I was exhausted after three weeks of guiding archery hunts with an average of four hours of sleep per night, but that night I didn’t sleep. I replayed the evening over and over again in my mind. The bugles and failing light. The bull running behind the hot cow and the forest duff blowing away from their feet and them skidding to a halt only yards away from me. It had all been so perfect and then who knows what happened on the shot. Misses can happen to anyone and I’ve seen way more misses at close range than at medium range.
I made two pots of black rifle coffee, drank one, woke up the hunters and other guides, and then went out into the morning dark to fuel up the side by side and made sure I was stocked on everything in my blood trailing kit.
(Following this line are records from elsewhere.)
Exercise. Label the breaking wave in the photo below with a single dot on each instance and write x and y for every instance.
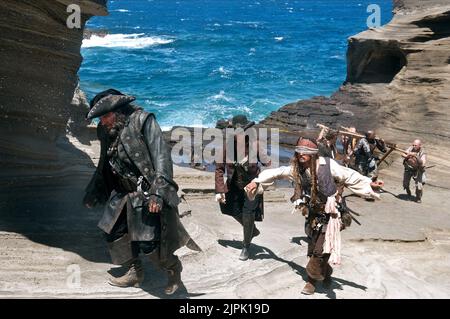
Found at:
(131, 41)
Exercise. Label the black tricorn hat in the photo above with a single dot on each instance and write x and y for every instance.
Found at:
(108, 101)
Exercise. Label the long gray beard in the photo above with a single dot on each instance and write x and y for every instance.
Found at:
(116, 129)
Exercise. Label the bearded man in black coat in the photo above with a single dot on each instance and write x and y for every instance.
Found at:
(134, 180)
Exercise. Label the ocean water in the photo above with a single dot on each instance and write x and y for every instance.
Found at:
(192, 62)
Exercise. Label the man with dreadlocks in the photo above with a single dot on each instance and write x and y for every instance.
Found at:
(134, 178)
(316, 194)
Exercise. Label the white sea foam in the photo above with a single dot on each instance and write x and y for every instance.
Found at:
(221, 96)
(132, 41)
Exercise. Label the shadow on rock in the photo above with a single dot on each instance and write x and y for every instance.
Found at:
(261, 252)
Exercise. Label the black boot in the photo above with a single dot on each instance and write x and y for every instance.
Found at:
(310, 287)
(248, 221)
(256, 231)
(134, 277)
(418, 195)
(174, 278)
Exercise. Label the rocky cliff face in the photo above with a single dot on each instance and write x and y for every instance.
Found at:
(40, 58)
(398, 81)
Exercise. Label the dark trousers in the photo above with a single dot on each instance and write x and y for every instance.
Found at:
(147, 247)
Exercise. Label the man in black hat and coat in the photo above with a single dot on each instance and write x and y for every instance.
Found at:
(134, 178)
(231, 195)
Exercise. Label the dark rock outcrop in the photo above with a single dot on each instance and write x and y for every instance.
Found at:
(398, 81)
(38, 75)
(40, 168)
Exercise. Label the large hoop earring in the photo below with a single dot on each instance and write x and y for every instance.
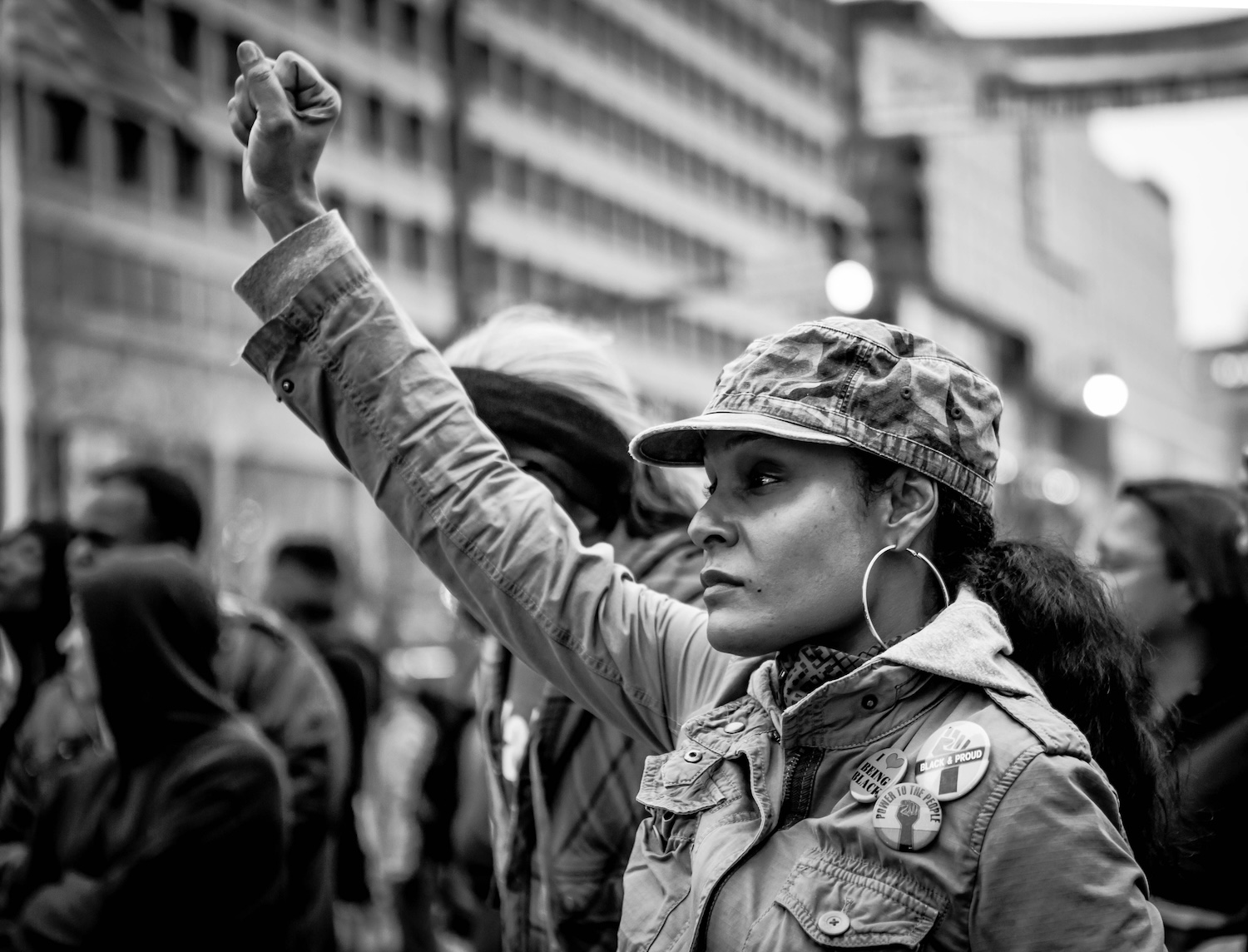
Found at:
(866, 578)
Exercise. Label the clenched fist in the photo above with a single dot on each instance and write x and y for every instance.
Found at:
(282, 112)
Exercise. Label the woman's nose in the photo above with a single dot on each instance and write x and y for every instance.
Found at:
(709, 528)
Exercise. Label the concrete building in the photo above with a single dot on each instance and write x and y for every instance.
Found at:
(666, 169)
(1000, 232)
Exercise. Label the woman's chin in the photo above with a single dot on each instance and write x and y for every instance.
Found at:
(733, 637)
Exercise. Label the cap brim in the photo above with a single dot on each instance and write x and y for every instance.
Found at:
(681, 444)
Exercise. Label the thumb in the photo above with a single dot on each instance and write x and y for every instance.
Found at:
(264, 89)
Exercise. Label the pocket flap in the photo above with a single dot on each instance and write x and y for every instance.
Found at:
(849, 902)
(693, 790)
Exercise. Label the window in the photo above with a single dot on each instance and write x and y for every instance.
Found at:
(184, 39)
(412, 145)
(481, 166)
(131, 151)
(69, 131)
(231, 42)
(546, 190)
(416, 247)
(377, 235)
(513, 174)
(237, 199)
(409, 27)
(187, 167)
(374, 122)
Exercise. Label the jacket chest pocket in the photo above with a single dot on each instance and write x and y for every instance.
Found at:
(678, 791)
(838, 901)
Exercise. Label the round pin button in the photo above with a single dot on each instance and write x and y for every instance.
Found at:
(906, 817)
(876, 774)
(953, 760)
(834, 924)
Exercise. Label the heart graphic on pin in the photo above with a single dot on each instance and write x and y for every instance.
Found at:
(876, 774)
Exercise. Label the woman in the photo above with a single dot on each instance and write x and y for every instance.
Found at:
(1176, 553)
(788, 814)
(176, 839)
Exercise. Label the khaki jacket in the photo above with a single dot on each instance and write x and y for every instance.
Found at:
(751, 839)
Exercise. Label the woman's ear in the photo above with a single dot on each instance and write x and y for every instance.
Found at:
(913, 500)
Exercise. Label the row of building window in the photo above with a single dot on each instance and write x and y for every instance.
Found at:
(69, 147)
(613, 39)
(748, 40)
(548, 194)
(110, 279)
(404, 25)
(522, 85)
(386, 241)
(503, 280)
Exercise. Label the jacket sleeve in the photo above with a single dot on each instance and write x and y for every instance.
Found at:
(1060, 810)
(352, 366)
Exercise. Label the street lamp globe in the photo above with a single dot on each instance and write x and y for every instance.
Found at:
(850, 287)
(1105, 394)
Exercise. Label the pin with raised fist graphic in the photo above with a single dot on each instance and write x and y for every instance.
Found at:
(953, 760)
(908, 817)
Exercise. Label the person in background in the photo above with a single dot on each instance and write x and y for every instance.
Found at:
(175, 839)
(1176, 554)
(562, 781)
(310, 587)
(262, 665)
(34, 610)
(828, 449)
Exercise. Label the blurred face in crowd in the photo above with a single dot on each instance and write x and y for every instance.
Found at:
(75, 644)
(786, 538)
(538, 464)
(116, 515)
(1132, 560)
(310, 600)
(22, 573)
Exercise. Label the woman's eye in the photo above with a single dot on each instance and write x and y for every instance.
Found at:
(761, 478)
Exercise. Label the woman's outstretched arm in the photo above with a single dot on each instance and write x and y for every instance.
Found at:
(344, 359)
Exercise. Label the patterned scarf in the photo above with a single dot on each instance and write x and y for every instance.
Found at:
(804, 667)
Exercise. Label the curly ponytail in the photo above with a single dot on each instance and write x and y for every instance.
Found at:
(1067, 634)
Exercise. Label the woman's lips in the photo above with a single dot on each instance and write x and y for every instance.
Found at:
(719, 583)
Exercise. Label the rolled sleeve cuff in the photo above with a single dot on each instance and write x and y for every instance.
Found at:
(271, 284)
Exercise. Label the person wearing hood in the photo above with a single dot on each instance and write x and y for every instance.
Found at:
(564, 412)
(175, 839)
(893, 776)
(264, 665)
(34, 612)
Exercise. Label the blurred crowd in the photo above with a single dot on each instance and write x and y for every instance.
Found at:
(179, 760)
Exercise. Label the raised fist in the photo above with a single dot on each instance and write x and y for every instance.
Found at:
(908, 814)
(282, 112)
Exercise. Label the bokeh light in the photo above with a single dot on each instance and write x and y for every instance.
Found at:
(1105, 394)
(850, 287)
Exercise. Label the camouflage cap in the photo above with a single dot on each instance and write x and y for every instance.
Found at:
(851, 384)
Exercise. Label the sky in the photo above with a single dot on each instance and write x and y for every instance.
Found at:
(1197, 152)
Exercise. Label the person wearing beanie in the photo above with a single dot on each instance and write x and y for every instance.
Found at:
(564, 412)
(893, 776)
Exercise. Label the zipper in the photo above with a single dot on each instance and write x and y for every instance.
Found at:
(760, 837)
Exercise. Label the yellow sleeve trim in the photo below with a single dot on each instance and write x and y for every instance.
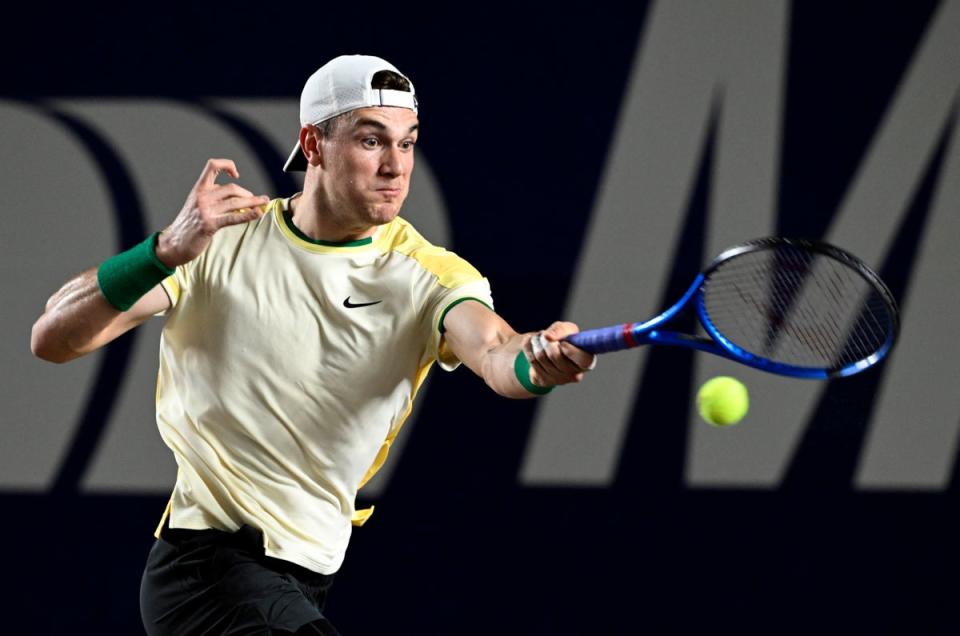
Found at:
(451, 270)
(163, 518)
(360, 516)
(172, 287)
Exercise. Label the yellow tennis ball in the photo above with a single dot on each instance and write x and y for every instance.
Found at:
(723, 401)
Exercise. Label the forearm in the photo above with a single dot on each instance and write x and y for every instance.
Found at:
(74, 320)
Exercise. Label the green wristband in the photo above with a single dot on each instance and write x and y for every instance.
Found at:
(521, 367)
(126, 277)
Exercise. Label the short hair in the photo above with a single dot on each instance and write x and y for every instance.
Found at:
(382, 80)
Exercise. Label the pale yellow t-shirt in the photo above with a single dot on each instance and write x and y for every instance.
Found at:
(287, 368)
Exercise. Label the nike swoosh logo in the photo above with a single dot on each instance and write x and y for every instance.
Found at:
(350, 305)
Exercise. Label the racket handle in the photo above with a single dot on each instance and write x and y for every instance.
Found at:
(605, 339)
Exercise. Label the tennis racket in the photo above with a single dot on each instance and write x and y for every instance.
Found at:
(799, 308)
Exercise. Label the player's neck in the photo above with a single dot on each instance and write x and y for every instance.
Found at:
(315, 221)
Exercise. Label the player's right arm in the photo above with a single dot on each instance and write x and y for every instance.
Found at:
(79, 319)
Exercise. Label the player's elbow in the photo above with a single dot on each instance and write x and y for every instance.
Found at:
(45, 344)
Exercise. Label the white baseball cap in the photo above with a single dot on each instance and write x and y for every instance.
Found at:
(341, 85)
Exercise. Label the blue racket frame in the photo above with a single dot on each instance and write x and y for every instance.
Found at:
(629, 335)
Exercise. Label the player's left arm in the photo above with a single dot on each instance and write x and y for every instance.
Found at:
(483, 341)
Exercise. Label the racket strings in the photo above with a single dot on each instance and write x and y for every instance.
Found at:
(797, 307)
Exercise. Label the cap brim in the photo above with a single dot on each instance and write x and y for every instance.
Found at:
(296, 162)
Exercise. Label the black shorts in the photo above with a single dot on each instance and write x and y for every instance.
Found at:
(220, 583)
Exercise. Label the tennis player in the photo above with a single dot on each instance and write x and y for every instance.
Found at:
(297, 333)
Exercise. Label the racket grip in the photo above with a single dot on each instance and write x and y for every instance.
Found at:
(603, 340)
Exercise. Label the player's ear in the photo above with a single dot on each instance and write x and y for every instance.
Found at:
(311, 146)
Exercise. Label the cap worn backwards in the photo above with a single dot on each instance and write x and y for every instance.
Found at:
(341, 85)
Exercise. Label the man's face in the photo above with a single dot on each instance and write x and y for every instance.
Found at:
(367, 164)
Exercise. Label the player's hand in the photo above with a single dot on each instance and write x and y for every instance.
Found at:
(553, 361)
(209, 207)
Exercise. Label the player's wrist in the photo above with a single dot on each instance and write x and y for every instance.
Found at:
(521, 368)
(126, 277)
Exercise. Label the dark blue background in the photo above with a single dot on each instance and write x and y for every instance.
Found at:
(457, 546)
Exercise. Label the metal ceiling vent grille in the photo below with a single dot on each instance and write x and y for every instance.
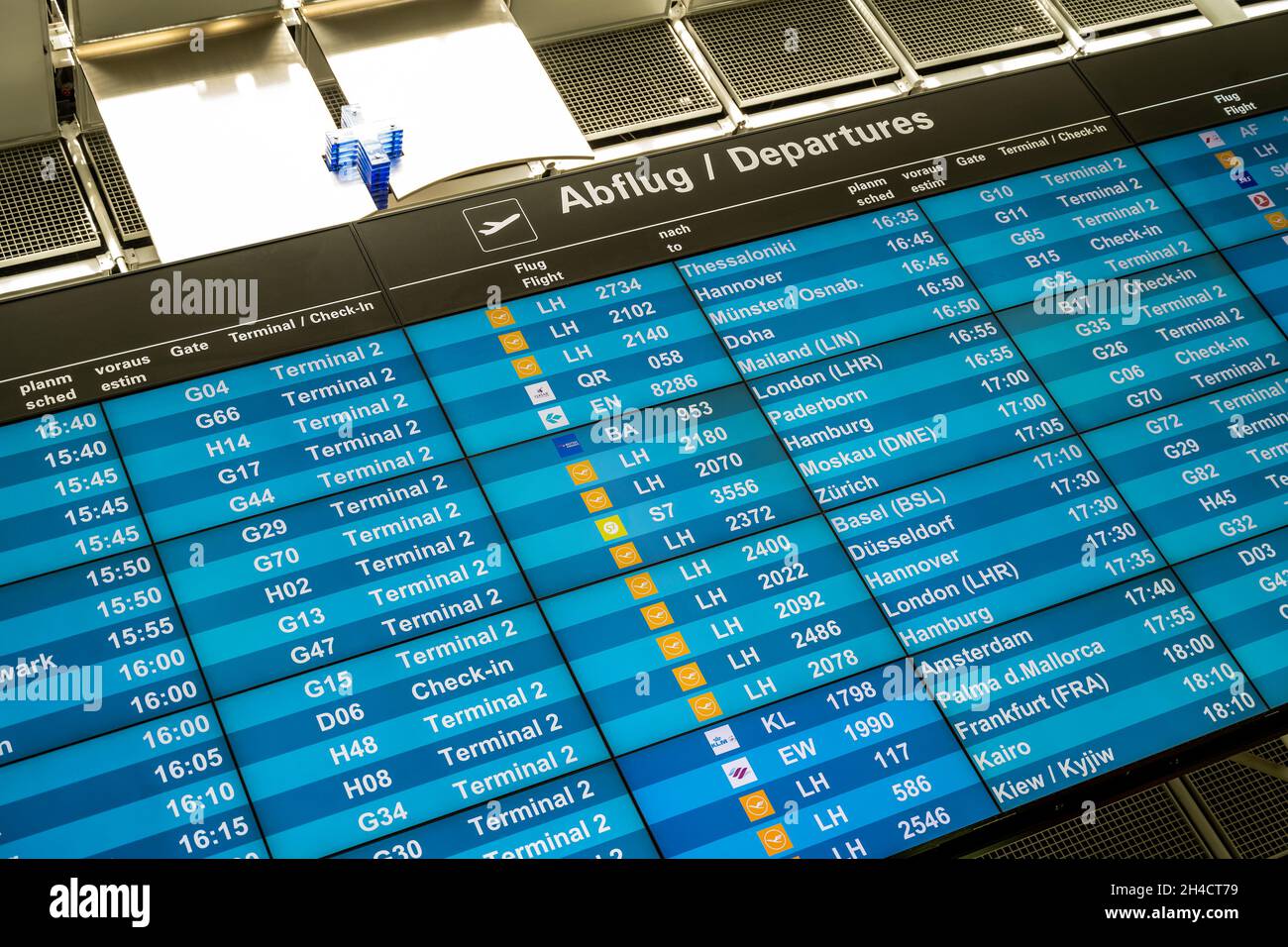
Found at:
(1249, 806)
(1147, 825)
(43, 214)
(1090, 16)
(334, 99)
(115, 185)
(630, 80)
(940, 31)
(786, 48)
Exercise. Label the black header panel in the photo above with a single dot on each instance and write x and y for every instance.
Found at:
(168, 324)
(1197, 80)
(583, 226)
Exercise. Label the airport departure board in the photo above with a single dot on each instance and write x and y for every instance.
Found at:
(824, 491)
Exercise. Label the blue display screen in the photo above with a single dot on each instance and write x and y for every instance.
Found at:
(832, 543)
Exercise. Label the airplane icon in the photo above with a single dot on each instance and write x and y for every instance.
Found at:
(500, 224)
(490, 227)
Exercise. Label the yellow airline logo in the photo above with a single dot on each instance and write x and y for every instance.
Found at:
(526, 367)
(673, 646)
(610, 528)
(642, 585)
(657, 615)
(500, 317)
(774, 839)
(581, 472)
(756, 805)
(625, 556)
(513, 342)
(704, 706)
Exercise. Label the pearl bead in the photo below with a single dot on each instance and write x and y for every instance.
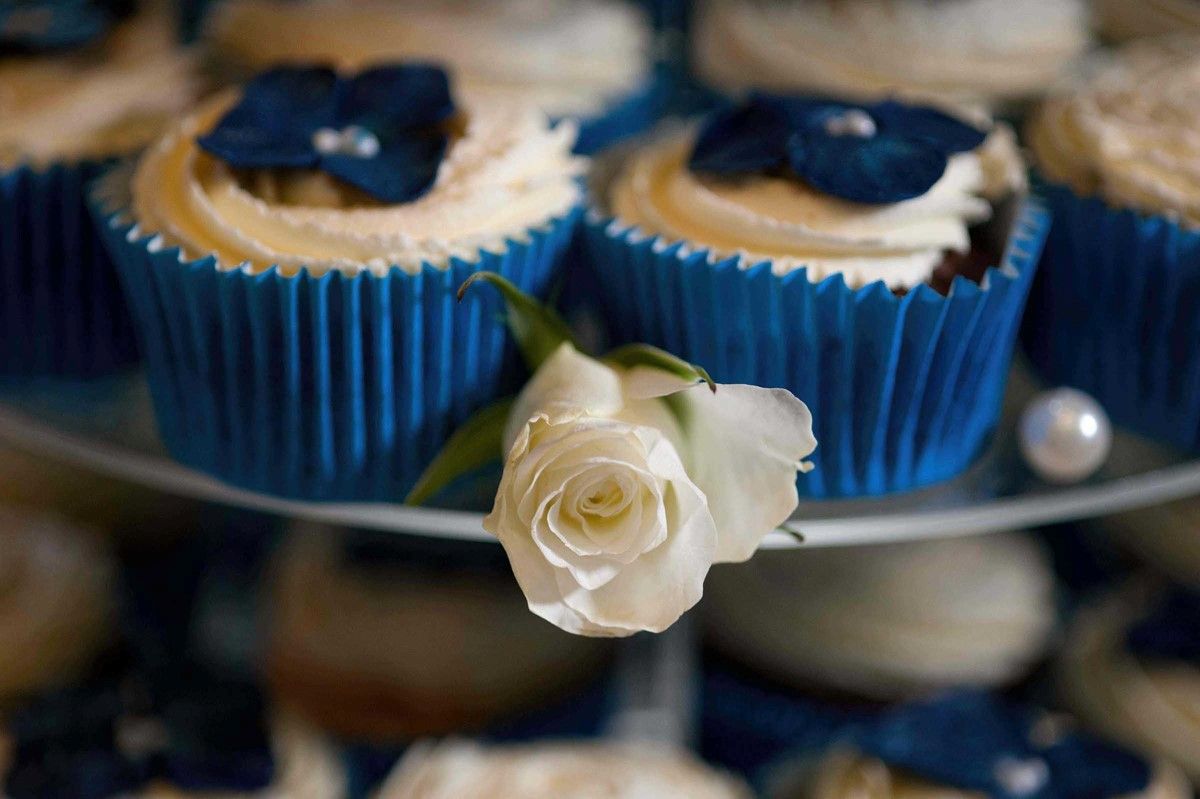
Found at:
(852, 122)
(1021, 778)
(1065, 436)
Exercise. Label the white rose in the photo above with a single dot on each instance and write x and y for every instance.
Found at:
(623, 486)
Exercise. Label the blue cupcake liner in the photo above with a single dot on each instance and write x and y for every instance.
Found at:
(61, 308)
(318, 388)
(904, 391)
(1116, 313)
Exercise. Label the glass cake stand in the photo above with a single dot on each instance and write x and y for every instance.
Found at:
(108, 427)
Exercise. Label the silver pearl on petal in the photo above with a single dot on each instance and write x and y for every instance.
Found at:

We started where I found the arrow and to my surprise found relatively consistent blood. Drops every three to five feet and the occasional spot the size of a hamburger where the bull had stopped. At 500 yards the blood stopped but I picked it up again in the same direction of travel which was easy to see by looking back along my line of flagging on the ground. I told the hunter, “look, I don’t know how long an elk can bleed from his nose, but if he keeps bleeding I will find him.”
At roughly half a mile the blood trail suddenly turned into a swath and I saw where the bull had fallen. I looked up and found him lying on the ground deader than a bad joke. The broadhead had actually hit along the jaw and lodged into a cervical vertebra. Eventually, it had worn through the carotid artery and the bull had died within seconds. With incredible fortune, we had recovered the bull, and somehow we were able to salvage almost all of the meat, too.
That brings me to the last tool you need on a blood trail. Optimism. Never leave home without it.